Mas o disco duplo, mais do que quaisquer de seus contemporâneos, mostra o grupo tateando no escuro em busca do próprio som – convergindo pista de dança, lamento indie, atitude faça-você-mesmo, peito punk e sensibilidade inglesa numa versão levemente modificada do trio baixo-guitarra-e-bateria consagrado pelo rock’n’roll. Tocando seus instrumentos fora do padrão convencional e adicionando samplers, baterias eletrônicas, teclados frios e outras novidades dos digitais anos 80, o New Order não apenas deu o tom de parte do pop daquela década como o de boa parte da música pop que a sucederia.

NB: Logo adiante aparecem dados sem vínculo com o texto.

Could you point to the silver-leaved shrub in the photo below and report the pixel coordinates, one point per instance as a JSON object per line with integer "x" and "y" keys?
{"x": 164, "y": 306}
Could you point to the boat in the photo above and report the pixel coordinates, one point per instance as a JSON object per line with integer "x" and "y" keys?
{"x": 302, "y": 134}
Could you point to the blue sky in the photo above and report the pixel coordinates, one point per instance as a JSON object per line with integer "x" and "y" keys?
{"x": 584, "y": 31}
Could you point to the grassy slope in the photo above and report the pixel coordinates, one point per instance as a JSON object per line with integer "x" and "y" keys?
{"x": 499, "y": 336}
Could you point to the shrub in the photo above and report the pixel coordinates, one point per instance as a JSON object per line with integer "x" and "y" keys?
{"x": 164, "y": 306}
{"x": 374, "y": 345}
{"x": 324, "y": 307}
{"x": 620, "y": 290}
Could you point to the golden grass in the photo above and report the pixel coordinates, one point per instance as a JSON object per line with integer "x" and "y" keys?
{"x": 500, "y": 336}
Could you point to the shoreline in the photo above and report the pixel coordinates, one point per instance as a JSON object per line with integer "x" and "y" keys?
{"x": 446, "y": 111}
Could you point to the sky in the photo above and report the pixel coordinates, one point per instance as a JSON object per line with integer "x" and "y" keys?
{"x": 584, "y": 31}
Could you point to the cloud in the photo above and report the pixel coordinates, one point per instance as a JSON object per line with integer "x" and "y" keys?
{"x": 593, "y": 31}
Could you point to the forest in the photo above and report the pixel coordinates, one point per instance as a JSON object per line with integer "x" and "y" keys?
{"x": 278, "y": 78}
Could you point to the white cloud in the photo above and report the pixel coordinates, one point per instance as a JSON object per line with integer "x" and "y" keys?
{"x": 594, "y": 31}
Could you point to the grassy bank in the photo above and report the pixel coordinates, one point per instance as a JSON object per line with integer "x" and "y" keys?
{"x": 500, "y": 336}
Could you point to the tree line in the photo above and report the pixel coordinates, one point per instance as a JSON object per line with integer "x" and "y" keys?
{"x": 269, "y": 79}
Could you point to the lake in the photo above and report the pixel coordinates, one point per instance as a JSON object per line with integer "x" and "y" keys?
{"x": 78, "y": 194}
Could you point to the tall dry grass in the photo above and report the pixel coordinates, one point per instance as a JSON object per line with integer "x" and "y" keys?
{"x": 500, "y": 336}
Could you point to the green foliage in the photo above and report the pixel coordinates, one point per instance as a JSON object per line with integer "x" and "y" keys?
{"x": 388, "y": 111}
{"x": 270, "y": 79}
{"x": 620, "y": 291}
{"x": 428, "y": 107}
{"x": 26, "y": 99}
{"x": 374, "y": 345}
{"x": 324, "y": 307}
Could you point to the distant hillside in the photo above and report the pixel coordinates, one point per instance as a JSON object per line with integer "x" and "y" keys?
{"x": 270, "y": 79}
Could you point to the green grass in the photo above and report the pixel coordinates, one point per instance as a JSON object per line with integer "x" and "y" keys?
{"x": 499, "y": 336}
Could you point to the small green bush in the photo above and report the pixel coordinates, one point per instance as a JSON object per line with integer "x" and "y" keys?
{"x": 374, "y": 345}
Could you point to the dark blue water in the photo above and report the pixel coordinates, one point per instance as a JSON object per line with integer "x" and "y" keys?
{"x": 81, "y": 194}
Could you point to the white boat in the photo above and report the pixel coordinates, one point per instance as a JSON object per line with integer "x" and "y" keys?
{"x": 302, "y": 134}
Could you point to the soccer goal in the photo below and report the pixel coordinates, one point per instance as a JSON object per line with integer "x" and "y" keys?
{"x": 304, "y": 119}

E tem “Blue Monday”, única concorrente à altura de “Billie Jean” de Michael Jackson para o posto de melhor canção de todos os tempos, uma competição individual que travo sozinho e que já teve, entre seus competidores, nomes como “Strawberry Fields Forever” e “God Only Knows” – tanto é verdade que Quincy Jones comprou os direitos para lançar o grupo nos Estados Unidos, na época do Low Life. A música de 83, marco na cultura independente, na cena dance e na história do rock, pode se tornar a melhor trilha sonora para uma estada indefinida em uma ilha deserta. Seu bumbo sintético incessante inspira a dança ininterrupta e compactua a cumplicidade dos movimentos contínuos que auto-organizam o planeta. Beats intermináveis que furam o chão, os tímpanos, a razão. E numa audição a longo prazo, colocam-nos de frente ao único coqueiro da ilha, martelando a cabeça em direção ao tronco da árvore no ritmo das batidas eletrônicas. Até que rache o coco e consigamos ver, pela primeira e única vez, a própria massa cinzenta pulsando, quem sabe, em sintonia com o ritmo massacrante repetido, pela milionésima oportunidade, na única vitrola da ilha.

Nenhuma música parece ser melhor que “Blue Monday”, neste sentido. Até acabar.